I'm not, really. That was just me, being Canadian again.
Next in line to say mea culpa was mayor Peter Kelly of the City of Halifax, apologizing to African-Canadians in that community for having razed Africville so the city could put up a bridge, a road, and a container pier in its place. I moved to Halifax just before the final piece of that particular "urban renewal" scheme happened, and I remember the demolition of Africville's last homes and the church pretty well.
It wasn't much to look at, at least from the outside, but that community carried a long and dignified history, dating back to the escaped and freed slaves who came to Nova Scotia in the early 1800s. The community was tarred as a "slum," primarily because the city never bothered to offer it the basic services the rest of Halifax took for granted.

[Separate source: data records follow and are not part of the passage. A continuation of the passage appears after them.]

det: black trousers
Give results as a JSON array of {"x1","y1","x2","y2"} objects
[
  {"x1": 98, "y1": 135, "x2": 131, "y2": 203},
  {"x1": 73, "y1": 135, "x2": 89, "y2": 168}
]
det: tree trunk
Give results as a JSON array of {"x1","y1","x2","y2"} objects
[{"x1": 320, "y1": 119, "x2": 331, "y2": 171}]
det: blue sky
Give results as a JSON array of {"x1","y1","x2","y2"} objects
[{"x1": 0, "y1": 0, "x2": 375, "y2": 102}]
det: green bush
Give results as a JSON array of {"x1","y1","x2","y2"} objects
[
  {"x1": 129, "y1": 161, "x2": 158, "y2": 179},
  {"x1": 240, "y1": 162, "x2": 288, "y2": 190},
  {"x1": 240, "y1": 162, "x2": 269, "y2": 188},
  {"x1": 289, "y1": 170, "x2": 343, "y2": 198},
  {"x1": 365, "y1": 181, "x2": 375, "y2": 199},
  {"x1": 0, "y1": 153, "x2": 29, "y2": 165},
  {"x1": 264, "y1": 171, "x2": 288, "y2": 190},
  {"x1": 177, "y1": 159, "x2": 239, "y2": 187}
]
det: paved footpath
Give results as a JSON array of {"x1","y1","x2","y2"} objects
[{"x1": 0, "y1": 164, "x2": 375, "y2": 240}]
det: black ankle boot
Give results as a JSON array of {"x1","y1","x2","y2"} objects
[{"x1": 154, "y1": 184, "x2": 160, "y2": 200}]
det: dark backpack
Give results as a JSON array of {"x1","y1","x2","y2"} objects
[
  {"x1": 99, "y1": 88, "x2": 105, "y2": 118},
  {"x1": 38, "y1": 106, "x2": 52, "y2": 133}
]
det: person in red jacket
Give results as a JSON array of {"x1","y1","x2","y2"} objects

This week's apology will apparently come with some kind of compensation package, to which I can only say, "It's about time."
Then there was the apology from Akio Toyoda on behalf of the beleaguered Toyota Motor Company. Dude claims to "love cars as much as anyone," and says he is "deeply sorry" that his company kind of dropped the ball vis à vis the whole safety thing. My favourite line from this apology: "When the cars are damaged, it is as though I am as well." I feel the tears welling up as I type.
I was just absorbing Mr. Toyoda's confession, when I heard that Britain's Prime Minister Gordon Brown had issued a formal apology on his nation's behalf to the Home Children. These were poor kids who were gathered up from the slums, orphanages, and workhouses and sent off to places like Canada and Australia between the 1860s and 1939, when the program was officially ended.
Viewed as "fertilizer of the Empire," many of these kids were taken without their parents' knowledge or permission; their records were falsified to ensure the families could never reunite; and they were lied to, told their parents no longer wanted them, and that they'd be adopted by kind families and given fresh air, whole milk, and all the opportunities they could wish for. While some did find their way to families that treated them well, many were exploited, abused, and treated as little more than slaves.
It's taken a while, and most of the Home Children are long since dead, but I suppose Brown's apology comes under the heading of "better late than never."
I can't figure out, though, why all these apologies (and the Tiger Woods apology, though technically that took place last week) have been bombarding the airwaves lately. Maybe it's contagious: one person hears about another's apology and thinks, "Hmm. I've been feeling a bit burdened by conscience lately; maybe if I tell the entire world I'm really, really sorry, all this inconvenient guilt will disappear."
Or maybe it's the times in which we live. Apology makes great spectator sport, as we watch the formerly mighty humble themselves in front of the news cameras. And oddly, when a person confesses voluntarily to having done wrong (or, in the cases of Africville and the Home Children, to sitting in public office that formerly belonged to someone who did wrong) it tends to confer a certain moral high ground.
Apology: it's the next best thing to having done the right thing in the first place. Keep that in mind next February—if you've done anything wrong, and you want to cleanse yourself of the guilt, all you have to do is call a press conference.